Inside the store, a mass of frilly, loose-fit dresses and televisions checkerboarding every wall, Kira was immediately harassed by an employee. Someone who took to the job with vigor and their highest on-sale brands. Someone knowledgeable, who viewed Kira’s grand entrance under flickering lights the first step towards self-reinvention: this dirty, ripe, face scratched raw, hair-at-all-angles creature on the fence between “girl” and “thing.”
That or she was here to rob the place. The backpack would have raised the eyebrows of lesser associates, but this once welcomed Kira with elation one decibel off from breaking glass. Kira waved off their cheer, finding a rack at the store’s far corner that only raised the suspicion factor by a power of three. Ceiling-length windows afforded her a view overlooking the streets while she feigned interest in parkas. Patrons were few and far between today, so that would make the job easier.
No scarves, of course.
Insane styles, though. Who would willingly wear a jacket covered in sparkling blue sequins?
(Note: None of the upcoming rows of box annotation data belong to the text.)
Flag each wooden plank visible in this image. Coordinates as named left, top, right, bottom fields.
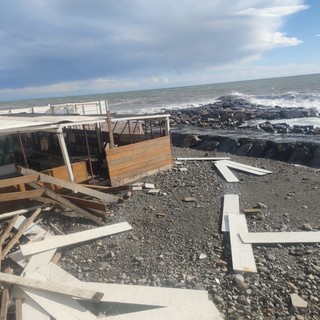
left=14, top=214, right=47, bottom=240
left=49, top=263, right=208, bottom=306
left=0, top=205, right=51, bottom=220
left=10, top=287, right=51, bottom=320
left=63, top=195, right=108, bottom=212
left=1, top=208, right=41, bottom=259
left=0, top=173, right=39, bottom=188
left=0, top=216, right=18, bottom=247
left=223, top=160, right=272, bottom=175
left=18, top=167, right=119, bottom=202
left=20, top=222, right=132, bottom=256
left=112, top=164, right=172, bottom=186
left=29, top=183, right=102, bottom=224
left=19, top=288, right=97, bottom=320
left=0, top=288, right=10, bottom=320
left=227, top=214, right=257, bottom=273
left=106, top=136, right=173, bottom=186
left=221, top=194, right=240, bottom=232
left=176, top=157, right=230, bottom=161
left=42, top=161, right=89, bottom=190
left=0, top=272, right=103, bottom=302
left=0, top=190, right=43, bottom=202
left=99, top=301, right=224, bottom=320
left=239, top=231, right=320, bottom=244
left=214, top=161, right=239, bottom=182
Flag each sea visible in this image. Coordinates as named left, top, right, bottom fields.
left=0, top=74, right=320, bottom=121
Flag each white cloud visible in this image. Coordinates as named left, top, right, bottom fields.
left=0, top=0, right=307, bottom=100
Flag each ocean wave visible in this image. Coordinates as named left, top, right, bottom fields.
left=233, top=91, right=320, bottom=111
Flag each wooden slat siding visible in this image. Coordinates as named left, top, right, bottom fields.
left=42, top=161, right=89, bottom=190
left=0, top=174, right=39, bottom=188
left=107, top=137, right=171, bottom=165
left=106, top=136, right=173, bottom=186
left=112, top=154, right=172, bottom=177
left=0, top=190, right=44, bottom=202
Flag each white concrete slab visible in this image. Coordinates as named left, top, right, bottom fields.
left=227, top=214, right=257, bottom=273
left=239, top=231, right=320, bottom=244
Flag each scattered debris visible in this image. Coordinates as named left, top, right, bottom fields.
left=183, top=197, right=197, bottom=202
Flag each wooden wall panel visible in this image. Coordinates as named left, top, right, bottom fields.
left=106, top=136, right=173, bottom=187
left=42, top=161, right=89, bottom=190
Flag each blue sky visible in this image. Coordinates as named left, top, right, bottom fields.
left=0, top=0, right=320, bottom=101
She’d intended to brush them with one finger. One had flipped up to reveal a secondary color on its back end, deluge obscuring a hint of ruby tone. At the associate’s eagle screech of a voice Kira’s hand jerked, fingers spreading as the noise attacked her eardrums and she washed rivers of crimson into the bruise-blue.
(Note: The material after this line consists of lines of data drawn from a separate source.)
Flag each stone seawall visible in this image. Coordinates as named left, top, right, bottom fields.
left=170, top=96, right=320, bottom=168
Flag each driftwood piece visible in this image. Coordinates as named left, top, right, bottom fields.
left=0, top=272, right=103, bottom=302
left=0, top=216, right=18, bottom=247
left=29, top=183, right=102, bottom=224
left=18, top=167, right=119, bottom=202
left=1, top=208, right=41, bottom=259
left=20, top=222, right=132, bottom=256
A face rose from the sea of brain static, shiny red and gurgling. Eyes pained, dampened by hurt and blood and cruel betrayal.
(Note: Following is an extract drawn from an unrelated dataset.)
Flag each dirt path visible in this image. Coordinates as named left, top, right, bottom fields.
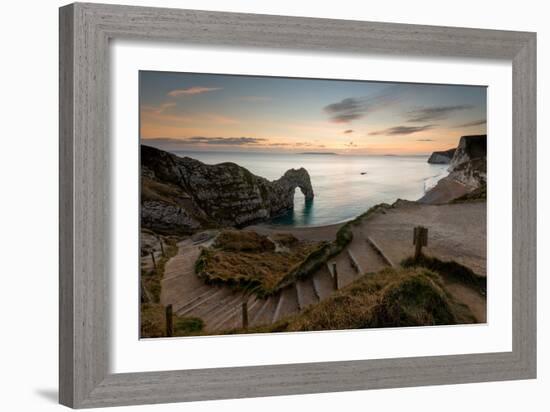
left=361, top=202, right=487, bottom=323
left=161, top=202, right=486, bottom=333
left=361, top=201, right=487, bottom=276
How much amber did he really need? In a second the bag was unzipped on the ground, the jar in her shaking hands. If the margins of this node were as expansive as Arata claimed…
She thought of his face, that bright look upon hearing she possessed an ample supply. That had to be some indicator of how little this ritual required.
He was a blacksmith, not some jeweler with enormous quantities of material on hand. His stores likely totaled no more than a few grams at most. Amber was not metal. Amber had no use in his arts. He’d never incorporated it before.
I could have pushed her. I could have pushed her and run. Pushed Father if only I’d been afraid.
Her heart threatened to burst, its staccato mirroring the frequency with which the lights of the store had begun to flicker.
The jar’s glass wasn’t all that thick, and the associate’s forehead had been one large slab of bone, not the typically dainty stock of so many other women. It would explode and shower the store no problem. Amidst the violence some amber would get lost beyond the reach of long-handled brooms with green plastic bristles, enough to see this ritual complete. Sticky golden chunks in the corners and held in garbage cans for a few days, depending on scheduled collection timeframes.
No chance to dodge. Girl wouldn’t see it coming.
When did I take Arata’s bloodlust into myself too? She turned the jar of amber over in her hands again and again, trying to focus on the soft clinking of stones, their dappled colors, their stasis, lives held forever in place – forbidden from change – anything to keep down the tide of nausea her necklace could do nothing about. Breathe in. Breath out. Breathe in.
At her side appeared a pair of boots, scuffed to all hell.
She shouldn’t be surprised, given the scene made. Interested parties would come over to assess anyone mumbling with amber jar in hand, if only for their own interests, and less so for her health.
Kira’s eyes tracked up the boots, squinting at the sudden darkness. The lights had died off in her stupor. She continued up the long pants, passed scarred hands rested on their waist, the lengths of grey pipe belted at the hip like one-sixteenth a PVC skirt –
And jumped straight to the grinning face of the Don’s Lieutenant.
On that belt hung another tool: a rod with flanged edges, long as her forearm, lines of esoteric script running its full length.
“Fancy seeing you here,” she said, that gravelly voice sandpaper to Kira’s ears. “Haven’t seen your punk friend around yet, have you?”